Ces axiomes conduisent naturellement à un algorithme assez simple : il faut localiser les maxima locaux, regarder dans leur voisinage jusqu'à ce qu'une limite soit trouvée pour satisfaire l'axiome (1), remplir tous les trous pour satisfaire l'axiome (2), puis filtrer toutes ces zones candidates selon (3). Cela se fait comme suit:

  1. Facultativement, lissez la carte de densité.

  2. Exécutez un algorithme de «remplissage» sur une carte liée à la densité (voir ci-dessous).

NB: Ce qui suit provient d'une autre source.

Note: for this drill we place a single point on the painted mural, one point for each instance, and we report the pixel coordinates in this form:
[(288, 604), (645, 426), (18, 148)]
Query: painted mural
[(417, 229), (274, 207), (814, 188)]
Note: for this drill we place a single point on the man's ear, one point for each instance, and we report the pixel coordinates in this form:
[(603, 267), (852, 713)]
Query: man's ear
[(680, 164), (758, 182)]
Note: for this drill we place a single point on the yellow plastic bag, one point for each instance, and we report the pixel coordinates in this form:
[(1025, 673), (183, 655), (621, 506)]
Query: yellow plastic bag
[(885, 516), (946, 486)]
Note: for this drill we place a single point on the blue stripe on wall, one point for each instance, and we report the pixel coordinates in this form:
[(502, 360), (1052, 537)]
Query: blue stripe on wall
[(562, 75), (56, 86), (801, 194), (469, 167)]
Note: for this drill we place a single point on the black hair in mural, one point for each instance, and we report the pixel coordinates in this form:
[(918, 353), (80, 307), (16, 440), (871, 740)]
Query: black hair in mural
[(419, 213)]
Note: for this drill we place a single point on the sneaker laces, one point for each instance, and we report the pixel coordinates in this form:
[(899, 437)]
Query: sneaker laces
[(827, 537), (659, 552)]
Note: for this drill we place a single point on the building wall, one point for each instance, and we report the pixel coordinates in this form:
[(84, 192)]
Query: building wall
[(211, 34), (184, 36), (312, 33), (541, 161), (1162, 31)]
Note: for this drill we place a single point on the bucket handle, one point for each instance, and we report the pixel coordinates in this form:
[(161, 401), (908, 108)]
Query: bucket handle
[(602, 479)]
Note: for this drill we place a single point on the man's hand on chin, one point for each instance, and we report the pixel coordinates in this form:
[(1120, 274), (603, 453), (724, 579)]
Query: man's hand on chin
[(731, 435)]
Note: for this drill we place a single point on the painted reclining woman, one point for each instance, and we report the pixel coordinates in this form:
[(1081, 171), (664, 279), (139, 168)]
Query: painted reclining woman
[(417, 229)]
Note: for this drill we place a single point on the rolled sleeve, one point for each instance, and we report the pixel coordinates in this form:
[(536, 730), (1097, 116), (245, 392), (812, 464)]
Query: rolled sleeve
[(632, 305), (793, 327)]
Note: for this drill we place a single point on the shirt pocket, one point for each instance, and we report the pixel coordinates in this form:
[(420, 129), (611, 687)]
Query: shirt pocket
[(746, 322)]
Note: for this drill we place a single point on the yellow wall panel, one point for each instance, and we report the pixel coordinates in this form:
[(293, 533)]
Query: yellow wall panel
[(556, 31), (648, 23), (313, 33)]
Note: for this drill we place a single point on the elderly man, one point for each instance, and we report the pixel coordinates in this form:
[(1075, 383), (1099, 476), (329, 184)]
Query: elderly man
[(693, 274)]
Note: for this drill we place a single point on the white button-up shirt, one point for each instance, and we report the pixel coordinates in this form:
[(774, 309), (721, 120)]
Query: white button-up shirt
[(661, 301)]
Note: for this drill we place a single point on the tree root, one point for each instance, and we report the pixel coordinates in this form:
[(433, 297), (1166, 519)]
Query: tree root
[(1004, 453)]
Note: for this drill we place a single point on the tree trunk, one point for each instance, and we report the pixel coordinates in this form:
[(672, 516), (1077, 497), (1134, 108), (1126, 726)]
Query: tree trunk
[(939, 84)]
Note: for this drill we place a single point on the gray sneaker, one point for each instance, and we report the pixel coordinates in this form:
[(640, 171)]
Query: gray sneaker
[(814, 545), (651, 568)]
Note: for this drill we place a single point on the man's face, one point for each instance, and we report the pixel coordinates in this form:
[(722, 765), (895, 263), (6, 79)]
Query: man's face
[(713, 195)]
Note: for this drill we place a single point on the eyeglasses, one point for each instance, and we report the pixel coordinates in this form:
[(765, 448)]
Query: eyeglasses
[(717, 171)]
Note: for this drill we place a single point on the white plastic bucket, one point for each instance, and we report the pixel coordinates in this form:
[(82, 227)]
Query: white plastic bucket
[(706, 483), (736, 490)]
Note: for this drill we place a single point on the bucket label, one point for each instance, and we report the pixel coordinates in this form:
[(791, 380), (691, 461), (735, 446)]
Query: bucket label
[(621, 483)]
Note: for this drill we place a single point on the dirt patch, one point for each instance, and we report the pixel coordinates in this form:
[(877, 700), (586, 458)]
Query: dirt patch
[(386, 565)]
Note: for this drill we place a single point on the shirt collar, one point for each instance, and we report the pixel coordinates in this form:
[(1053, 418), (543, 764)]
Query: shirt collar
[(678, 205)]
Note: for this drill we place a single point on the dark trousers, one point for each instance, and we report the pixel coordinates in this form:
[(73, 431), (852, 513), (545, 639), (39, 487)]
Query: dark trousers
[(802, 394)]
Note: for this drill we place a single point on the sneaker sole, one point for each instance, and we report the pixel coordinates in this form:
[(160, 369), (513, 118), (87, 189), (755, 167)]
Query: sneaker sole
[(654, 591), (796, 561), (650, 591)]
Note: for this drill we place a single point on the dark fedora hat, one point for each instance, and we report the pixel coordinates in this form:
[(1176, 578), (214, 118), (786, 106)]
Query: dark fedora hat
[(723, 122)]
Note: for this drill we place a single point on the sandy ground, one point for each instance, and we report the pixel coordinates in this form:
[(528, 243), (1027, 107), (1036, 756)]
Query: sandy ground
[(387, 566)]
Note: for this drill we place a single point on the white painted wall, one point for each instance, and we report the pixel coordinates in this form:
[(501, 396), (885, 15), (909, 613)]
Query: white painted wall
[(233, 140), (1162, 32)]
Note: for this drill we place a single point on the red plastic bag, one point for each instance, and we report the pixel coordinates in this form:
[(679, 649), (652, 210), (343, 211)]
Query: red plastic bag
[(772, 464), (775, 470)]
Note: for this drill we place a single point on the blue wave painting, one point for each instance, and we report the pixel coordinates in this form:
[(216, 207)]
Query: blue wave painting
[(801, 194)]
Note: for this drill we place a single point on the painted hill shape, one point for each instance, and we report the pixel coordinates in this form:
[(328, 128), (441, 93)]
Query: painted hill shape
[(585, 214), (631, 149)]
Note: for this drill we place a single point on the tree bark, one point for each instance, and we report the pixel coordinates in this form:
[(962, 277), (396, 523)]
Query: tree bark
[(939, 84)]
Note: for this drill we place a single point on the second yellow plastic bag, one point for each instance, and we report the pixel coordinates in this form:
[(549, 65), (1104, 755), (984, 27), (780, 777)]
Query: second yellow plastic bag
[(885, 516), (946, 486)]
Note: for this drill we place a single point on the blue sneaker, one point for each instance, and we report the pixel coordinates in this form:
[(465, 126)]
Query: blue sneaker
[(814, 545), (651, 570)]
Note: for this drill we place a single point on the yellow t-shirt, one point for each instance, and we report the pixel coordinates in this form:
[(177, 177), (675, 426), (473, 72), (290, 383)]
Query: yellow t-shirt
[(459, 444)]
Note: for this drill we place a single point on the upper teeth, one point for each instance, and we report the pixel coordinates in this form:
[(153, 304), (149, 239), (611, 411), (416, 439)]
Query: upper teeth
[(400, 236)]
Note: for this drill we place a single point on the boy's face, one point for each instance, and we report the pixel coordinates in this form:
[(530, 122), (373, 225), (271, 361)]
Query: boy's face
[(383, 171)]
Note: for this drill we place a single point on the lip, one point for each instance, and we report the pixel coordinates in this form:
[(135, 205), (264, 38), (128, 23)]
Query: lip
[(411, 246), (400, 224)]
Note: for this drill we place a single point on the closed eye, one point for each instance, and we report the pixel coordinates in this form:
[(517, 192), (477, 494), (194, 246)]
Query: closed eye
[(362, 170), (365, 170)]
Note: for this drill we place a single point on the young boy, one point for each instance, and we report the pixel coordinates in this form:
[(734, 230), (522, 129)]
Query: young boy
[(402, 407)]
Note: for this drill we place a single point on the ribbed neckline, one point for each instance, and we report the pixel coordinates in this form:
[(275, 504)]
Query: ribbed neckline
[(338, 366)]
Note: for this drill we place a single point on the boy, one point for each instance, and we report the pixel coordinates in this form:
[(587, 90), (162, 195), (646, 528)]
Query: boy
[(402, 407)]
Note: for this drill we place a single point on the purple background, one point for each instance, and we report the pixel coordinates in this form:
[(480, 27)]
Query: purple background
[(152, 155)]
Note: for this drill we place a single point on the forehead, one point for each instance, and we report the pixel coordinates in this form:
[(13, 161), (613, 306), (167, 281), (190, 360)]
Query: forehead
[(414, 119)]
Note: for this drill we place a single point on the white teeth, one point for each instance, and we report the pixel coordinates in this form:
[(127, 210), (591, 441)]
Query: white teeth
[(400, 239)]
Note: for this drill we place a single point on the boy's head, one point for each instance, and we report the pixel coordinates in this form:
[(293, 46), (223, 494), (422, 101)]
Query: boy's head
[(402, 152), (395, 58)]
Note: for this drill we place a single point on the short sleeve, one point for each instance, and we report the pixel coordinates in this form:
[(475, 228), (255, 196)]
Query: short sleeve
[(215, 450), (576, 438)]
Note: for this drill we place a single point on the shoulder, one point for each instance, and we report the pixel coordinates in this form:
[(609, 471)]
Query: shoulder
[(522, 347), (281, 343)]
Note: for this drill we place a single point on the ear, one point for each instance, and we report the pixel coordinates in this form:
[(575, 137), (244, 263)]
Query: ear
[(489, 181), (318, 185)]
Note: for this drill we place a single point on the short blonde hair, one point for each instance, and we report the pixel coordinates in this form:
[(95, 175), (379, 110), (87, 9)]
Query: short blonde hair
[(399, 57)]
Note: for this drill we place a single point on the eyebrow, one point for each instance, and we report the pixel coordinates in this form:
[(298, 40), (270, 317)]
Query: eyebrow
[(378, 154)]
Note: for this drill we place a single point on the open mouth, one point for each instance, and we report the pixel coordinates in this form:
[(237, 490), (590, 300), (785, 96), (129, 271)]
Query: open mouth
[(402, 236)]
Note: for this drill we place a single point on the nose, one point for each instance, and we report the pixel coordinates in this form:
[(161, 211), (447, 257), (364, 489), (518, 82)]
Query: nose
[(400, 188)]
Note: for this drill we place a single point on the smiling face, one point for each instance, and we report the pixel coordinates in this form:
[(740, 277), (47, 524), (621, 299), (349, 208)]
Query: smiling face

  3. RegionGroup le résultat.

  4. Supprimez les trous des polygones RegionGrouped.

  5. Effectuez des sommes zonales de la densité de population sur les polygones remplis.

  6. Éliminez tous les polygones dont les sommes (ou densités moyennes) sont inférieures au seuil de population (densité).

Ce qui reste est votre solution.

Permettez-moi d'en dire un peu plus sur l'étape (1), qui est la clé. Un algorithme de remplissage identifie les «puits» et les «remplit» jusqu'à une quantité constante au-dessus de leurs élévations. C'est exactement ce que nous demande Axiom (1), à condition (a) que nous puissions faire "couler" jouer le rôle de "maximum local" et (b) faire "montant constant au-dessus" jouer le rôle de " fraction constante de. " Pour ce faire, remplissez le logarithme négatif de la densitéplutôt que la densité elle-même. (Ajoutez d'abord une toute petite constante à la densité - disons, environ 0,1 personne par kilomètre carré - avant de prendre le journal, afin que les cellules contenant des zéros ne causent pas de problèmes.) Les "lacs" dans la densité de journal négative identifient le candidat zones urbaines. Vous avez encore trois paramètres indépendants avec lesquels jouer (entrée aux étapes 0, 1 et 5); les définir nécessitera une réflexion sur ce que vous entendez vraiment par «zone urbaine» ainsi qu'une certaine expérimentation.

whuber
la source
Merci pour votre réponse détaillée. J'essaierai de trouver les bons outils logiciels (ou de les programmer) pour tester l'algorithme de remplissage avec le journal négatif, cela semble une bonne piste.